Clatworthy first visited Colorado during a cross-country bicycle trek that took place over a year between 1898 and 1899. Clatworthy left Evanston, Illinois in June of 1898 and bicycled nearly 1000 miles to Denver. He then continued on to New Mexico, Arizona, California, and Washington, snapping photographs the along the way. Clatworthy eventually returned to Colorado in 1902 and settled in Estes Park around 1904. There, he opened a curio store called “Ye Lyttel Shop.” The store sold a variety of items including furniture, produce, Kodak cameras, film, and Clatworthy’s own images of the area. In the coming years, Clatworthy would develop additional business interests in the area including rental cottages, a Kodak store, and for a time, even a zippy laundry service. He would eventually marry and raise his family in Estes Park, residing in the town until his death in 1953.

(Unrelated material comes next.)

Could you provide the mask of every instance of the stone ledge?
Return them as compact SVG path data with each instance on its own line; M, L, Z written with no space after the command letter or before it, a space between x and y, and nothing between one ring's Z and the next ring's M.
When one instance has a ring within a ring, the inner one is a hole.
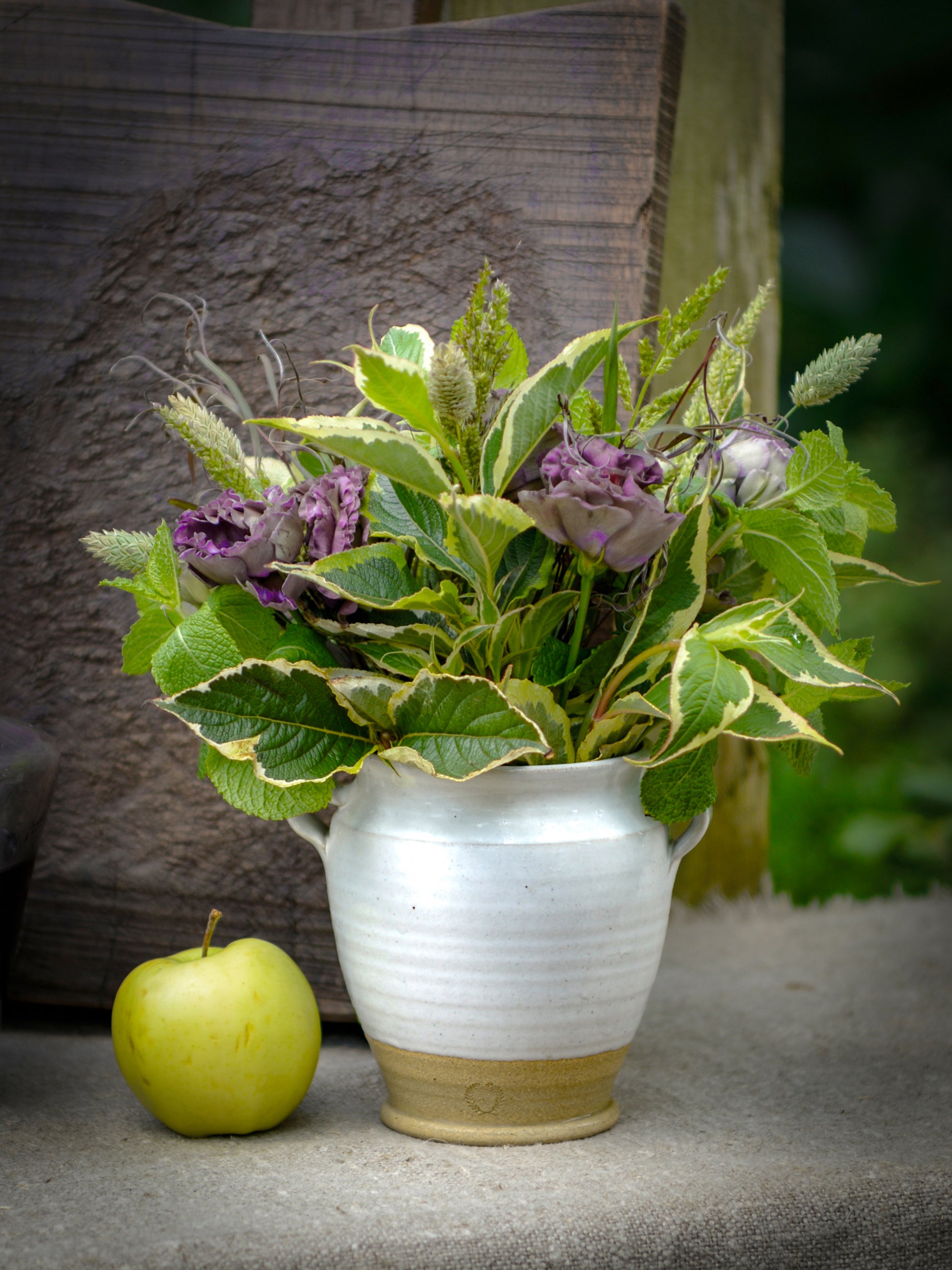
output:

Photography remained a constant throughout Clatworthy’s life. In 1900, he sold a series of Grand Canyon images to the Atchison, Topeka, and Sante Fe Railroad Company,and began a long relationship with the American railroads. By the end of his career, Clatworthy could count the Great Northern, the Union Pacific, the Southern Pacific, the Denver and Rio Grande, and the Chicago, Burlington, and Quincy Railroad among his clients. In 1914, Clatworthy began to produce autochromes, increasing the demand for his services. Developed in France, the autochrome consisted of a glass plate covered with a silver emulsion and tiny grains of potato starch dyed red, blue, and green. Each grain acted as a small filter permitting the corresponding colored light to pass through it at the time of exposure. The end result was an image that more or less faithfully reproduced the colors of nature. Excited by the advertising potential of full-color photographs, railways and transportation companies began sponsor Clatworthy’s travel to locations near and far. For instance, the Great Northern Railroad sent Clatworthy to Glacier National Park in 1925, and the Matson Navigation and Union Steamship Companies sent Clatworthy to New Zealand and Tahiti in 1928.
Clatworthy’s autochromes not only afforded him the chance to travel but also gained him international notability. In 1917, he presented autochromes of Estes Park and Rocky Mountain National Park (RMNP) before members of the U.S. Congress. Held at the Smithsonian Institution in Washington D.C., Clatworthy’s exhibition was part of an effort headed by Colorado senator John F. Shafroth to increase the area of RMNP. The senate passed Shafroth’s bill, which had been stalled for the past year, the day after Clatworthy’s presentation. It was also around this eventful time that Clatworthy became acquainted with the National Geographic Society. Approximately 100 of his autochromes would appear in the pages of National Geographic Magazine between 1923 and 1934. Finally, this 1917 trip also marked the beginning of Clatworthy’s career as a slide lecturer. For the next 17 years, Clatworthy would spend his off-seasons presenting his autochromes at packed venues throughout the country. Clatwothy’s most notable lecture venues included the Field Museum, the American Museum of Natural History, and Carnegie museum, but he was also happy to give his lecture in front of any type of organization that was interested. Between Clatworthy’s lectures and published images, his work was seen by over ten million people in over 160 countries.
The Frederick Payne Clatworthy collection at History Colorado includes manuscripts, black and white photographic materials, and approximately 1000 of Clatworthy’s autochrome plates. Although the autochrome images do not accompany this post, many will be digitized and added to our online collections by the end of June, 2017.